In the Realms of the Unreal / Breathing Lessons: The Life and Work of Mark O’Brien
Wednesday, December 21, 2005 – 7:30 pm
USA, 2004. Director: Jessica Yu
In 1973, at a Catholic poorhouse in Chicago, an 81-year-old retired and isolated janitor named Henry Darger quietly died. After Darger’s death, when his landlords went to clean out his one-room apartment, they found an astonishing and monumental artistic legacy. Piled all over the cramped apartment were hundreds of brilliant watercolours, featuring disturbing and mysteriously beautiful images of little girls in the throes of apocalyptic battles with evil forces. Along with the paintings were a massive autobiography and perhaps the longest novel ever written, the more than 15,000 page “In the Realms of the Unreal.” In this remarkable film, Oscar-winning documentarian Jessica Yu tells what little is known of Darger’s life while unfolding a dramatized narrative of the Vivian Girls’ exceptionally bloody wars with their oppressors. By juxtaposing Darger’s parallel but opposite universes, Yu shows how magic can be forged out of even the bleakest of lives. Colour, 35mm, 82 mins.
Preceded by:
Breathing Lessons: The Life and Work of Mark O’Brien
USA, 1996. Director: Jessica Yu
Jessica Yu won the 1997 Academy Award for Best Documentary Short for this honest and intimate portrait of an artist who lived for four decades paralyzed by polio and confined to an iron lung. Colour, video, 35 mins.

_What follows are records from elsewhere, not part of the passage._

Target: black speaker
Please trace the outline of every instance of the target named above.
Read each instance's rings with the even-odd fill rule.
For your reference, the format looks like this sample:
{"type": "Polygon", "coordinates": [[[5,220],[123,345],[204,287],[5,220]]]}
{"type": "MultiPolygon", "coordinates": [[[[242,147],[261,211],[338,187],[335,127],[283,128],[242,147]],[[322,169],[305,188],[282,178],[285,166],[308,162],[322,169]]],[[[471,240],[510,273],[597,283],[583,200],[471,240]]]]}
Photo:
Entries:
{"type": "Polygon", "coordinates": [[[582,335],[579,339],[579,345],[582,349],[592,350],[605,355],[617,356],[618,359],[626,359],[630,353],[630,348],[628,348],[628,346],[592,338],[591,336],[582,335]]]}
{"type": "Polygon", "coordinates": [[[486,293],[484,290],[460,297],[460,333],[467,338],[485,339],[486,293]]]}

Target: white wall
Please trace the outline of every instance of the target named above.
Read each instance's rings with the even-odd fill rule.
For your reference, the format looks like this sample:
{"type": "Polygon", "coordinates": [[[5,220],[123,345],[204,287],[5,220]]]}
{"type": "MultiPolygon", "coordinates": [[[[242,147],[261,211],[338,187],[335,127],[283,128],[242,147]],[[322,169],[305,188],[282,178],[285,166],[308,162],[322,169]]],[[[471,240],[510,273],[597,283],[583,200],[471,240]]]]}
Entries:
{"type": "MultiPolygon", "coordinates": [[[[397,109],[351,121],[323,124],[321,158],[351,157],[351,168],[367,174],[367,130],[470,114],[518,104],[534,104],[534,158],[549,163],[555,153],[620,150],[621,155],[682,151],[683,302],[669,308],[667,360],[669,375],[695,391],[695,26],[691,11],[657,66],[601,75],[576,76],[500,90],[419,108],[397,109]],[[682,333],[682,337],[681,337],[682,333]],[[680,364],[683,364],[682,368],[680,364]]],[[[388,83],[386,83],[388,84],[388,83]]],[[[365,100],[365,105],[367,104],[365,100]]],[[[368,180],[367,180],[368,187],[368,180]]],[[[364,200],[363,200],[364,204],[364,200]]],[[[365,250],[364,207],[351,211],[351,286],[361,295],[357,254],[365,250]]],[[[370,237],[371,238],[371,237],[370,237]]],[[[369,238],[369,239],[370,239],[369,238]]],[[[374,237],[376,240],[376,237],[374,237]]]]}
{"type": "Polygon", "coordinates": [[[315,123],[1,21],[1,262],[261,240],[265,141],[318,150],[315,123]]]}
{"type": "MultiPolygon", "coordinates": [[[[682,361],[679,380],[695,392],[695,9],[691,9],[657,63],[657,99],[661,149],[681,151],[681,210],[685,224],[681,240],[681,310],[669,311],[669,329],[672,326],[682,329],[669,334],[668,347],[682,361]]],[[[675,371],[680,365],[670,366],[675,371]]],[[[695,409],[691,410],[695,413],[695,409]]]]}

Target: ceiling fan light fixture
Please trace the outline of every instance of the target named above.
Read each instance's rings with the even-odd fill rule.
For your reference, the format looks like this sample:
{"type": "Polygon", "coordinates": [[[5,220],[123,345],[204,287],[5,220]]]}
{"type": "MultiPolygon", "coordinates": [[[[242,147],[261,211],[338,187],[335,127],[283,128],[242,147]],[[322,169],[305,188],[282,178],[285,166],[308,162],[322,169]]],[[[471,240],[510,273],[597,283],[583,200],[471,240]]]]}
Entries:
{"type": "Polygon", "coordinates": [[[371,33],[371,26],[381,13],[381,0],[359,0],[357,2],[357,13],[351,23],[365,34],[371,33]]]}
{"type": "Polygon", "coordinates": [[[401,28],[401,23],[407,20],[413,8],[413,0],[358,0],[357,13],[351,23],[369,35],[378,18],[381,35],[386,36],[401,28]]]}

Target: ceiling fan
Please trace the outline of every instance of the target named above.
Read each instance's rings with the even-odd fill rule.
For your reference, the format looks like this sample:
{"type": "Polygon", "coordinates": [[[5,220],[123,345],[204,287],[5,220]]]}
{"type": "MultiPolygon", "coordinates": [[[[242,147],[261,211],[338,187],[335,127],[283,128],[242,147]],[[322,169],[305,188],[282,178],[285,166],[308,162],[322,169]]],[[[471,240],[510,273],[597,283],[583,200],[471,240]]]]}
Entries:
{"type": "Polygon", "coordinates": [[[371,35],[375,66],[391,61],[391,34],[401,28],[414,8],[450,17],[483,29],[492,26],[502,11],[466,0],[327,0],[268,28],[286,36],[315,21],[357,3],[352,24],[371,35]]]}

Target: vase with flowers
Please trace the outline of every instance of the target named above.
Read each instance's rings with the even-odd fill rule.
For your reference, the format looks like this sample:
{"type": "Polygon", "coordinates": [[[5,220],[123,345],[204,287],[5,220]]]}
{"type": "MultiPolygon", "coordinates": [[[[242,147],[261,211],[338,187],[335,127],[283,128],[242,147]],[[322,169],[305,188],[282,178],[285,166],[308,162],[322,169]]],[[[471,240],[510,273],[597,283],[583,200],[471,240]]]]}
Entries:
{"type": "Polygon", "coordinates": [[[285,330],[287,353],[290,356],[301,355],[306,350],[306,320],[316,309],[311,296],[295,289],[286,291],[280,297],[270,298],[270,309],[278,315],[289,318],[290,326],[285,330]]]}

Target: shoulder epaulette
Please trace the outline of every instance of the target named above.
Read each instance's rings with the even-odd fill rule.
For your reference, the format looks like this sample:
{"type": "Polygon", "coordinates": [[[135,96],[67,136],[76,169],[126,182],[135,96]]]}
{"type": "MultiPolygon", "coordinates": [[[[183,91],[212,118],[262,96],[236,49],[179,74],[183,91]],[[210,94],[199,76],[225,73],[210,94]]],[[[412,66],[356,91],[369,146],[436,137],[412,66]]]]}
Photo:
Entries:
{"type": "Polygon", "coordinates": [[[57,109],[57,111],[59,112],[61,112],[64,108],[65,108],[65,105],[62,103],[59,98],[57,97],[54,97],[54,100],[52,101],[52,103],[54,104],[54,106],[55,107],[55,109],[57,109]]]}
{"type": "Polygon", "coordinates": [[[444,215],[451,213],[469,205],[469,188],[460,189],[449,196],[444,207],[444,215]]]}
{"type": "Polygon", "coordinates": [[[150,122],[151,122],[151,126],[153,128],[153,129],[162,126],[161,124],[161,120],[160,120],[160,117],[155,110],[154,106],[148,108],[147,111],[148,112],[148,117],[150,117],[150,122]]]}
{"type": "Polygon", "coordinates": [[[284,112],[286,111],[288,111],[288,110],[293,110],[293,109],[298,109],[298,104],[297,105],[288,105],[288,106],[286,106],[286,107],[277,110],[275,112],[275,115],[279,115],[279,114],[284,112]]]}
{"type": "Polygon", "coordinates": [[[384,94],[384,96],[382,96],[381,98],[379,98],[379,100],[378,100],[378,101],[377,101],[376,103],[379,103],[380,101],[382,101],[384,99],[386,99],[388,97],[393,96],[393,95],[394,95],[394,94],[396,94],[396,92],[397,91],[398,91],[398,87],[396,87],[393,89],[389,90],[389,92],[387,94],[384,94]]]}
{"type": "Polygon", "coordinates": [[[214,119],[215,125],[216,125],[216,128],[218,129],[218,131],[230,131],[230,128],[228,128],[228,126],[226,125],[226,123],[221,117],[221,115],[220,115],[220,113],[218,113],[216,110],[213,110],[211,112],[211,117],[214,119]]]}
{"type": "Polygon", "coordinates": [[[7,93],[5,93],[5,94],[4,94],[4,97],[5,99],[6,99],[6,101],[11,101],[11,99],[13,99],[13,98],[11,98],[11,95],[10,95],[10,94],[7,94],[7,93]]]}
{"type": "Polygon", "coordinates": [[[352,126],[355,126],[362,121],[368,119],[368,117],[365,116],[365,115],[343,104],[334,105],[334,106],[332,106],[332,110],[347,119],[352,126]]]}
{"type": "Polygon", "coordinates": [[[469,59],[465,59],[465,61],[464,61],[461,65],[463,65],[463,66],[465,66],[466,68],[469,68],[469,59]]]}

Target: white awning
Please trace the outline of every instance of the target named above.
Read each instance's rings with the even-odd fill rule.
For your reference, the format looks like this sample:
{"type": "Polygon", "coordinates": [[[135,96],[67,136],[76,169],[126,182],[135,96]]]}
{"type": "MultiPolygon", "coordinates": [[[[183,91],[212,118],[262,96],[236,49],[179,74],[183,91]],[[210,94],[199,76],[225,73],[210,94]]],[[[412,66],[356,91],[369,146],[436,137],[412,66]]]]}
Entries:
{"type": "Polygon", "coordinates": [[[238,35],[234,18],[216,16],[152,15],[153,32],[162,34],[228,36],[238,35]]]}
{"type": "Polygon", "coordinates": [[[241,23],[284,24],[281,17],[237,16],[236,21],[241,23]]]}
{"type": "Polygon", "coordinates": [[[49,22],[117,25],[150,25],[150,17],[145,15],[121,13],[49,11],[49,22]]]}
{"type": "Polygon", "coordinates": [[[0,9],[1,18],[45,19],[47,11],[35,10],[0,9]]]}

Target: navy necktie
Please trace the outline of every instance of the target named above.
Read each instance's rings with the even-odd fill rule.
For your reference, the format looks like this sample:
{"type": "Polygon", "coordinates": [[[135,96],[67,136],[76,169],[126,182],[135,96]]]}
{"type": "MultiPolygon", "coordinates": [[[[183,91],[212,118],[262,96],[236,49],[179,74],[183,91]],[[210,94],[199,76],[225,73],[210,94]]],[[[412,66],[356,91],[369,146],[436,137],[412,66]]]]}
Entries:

The program will include a post-screening discussion with:
Ramon Kubicek writer, artist, educator. Ramon currently teaches film history as well as art and design history at the Emily Carr Institute of Art and Design. He has published short fiction, poetry, criticism, a book on art, “One Source”, and worked on film documentaries.
Evening moderated by:
Dr. Harry Karlinsky Director of Continuing Medical Education and Professional Development, Department of Psychiatry, University of British Columbia.
Cosponsored by Gallery Gachet and the Art Studios and The Ubyssey
“The Madness of the Muses”
But if a man comes to the door of poetry untouched by “The Madness of the Muses”, believing that technique alone will make him a good poet, he and his sane companions never reach perfection, but are utterly eclipsed by the performances of the inspired madman. — Plato, Phaedrus 245
‘The Madness of the Muses’– a special series of films about visual artists – will examine the potential links between creativity, artistic temperament and mental illness from both a psychiatric and aesthetic perspective.